I feel their pain in my body and I experience their fears.
This is what triggers are.
Younger me tugging on my dress and begging for my comfort.
But I’ve been one woman alone in this orphanage.
Every time I pick up one child, I’m ignoring another. The ignored one's cries fill my heart --
The one in my arms remains uncared for,
My heart breaks again,
And I join the ranks of these empty selves,
Wailing for love.
The house is filling still.
Today I heard a whisper, from the past:
“Good mothers know when winter is winter.”
Something an ancestor once told me from beyond the veil.
I put down the baby I cannot help.
I run to where I remember the front door might be.
It’s wallpapered over, behind a bookshelf. I shove it aside, ignoring gasps of surprise rising over the constant wailing. The books tumble and my fingers tear at the seam in the wall. Some of my teenage selves see what I’m doing, and they join. Fingers tearing away glue and paper and dust and regret.
Light.
I find the door handle and heave. A groan: the house opens, exhuming dust and screams.
Beyond is white light. A queue of golden figures.
My Grandmama (the angel who visited me through my childhood – an actual ancestor) smiles down at me. She kneels down to my form, crouched over the doorframe. “It’s winter. We’re here to help.”
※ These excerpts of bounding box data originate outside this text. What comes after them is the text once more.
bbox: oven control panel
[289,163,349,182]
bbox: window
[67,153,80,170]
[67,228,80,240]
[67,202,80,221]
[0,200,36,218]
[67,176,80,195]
I sit beside the open front door and angel ancestors approach, one by one. Grandmama hands me a new child. A baby, open mouth screaming.
“Diaper change,” I say. My arms tremble as I hold this baby up to the woman behind Grandmama. I should be the one to do this. I should have been there. I should have done more. Look at this multitude of people. They wouldn’t have to be here if I could just have done it –
The weight of the baby disappears. She is carried away, and her screaming stops. Safe. That one is safe.
Grandmama puts the next one on my lap. Tell her a joke. A kind man lifts up a five-year-old me. I hear a little giggle in the whiteness beyond where I can see.
The next: a hug. Next, sit with her. Next – oh this one needs a job. A doable one. Let her take one of the toddlers who needs a hug.
The line of golden ancestors goes on and on and my arms relinquish baby after baby and child after child.
Until I can’t lift my arms anymore. I can’t determine one more need.
That’s when Grandmama’s hand rests on my shoulder. The angels will keep going, but I'm allowed to go.
I rise and I walk with her to the whiteness beyond.
And my own screaming finally quiets.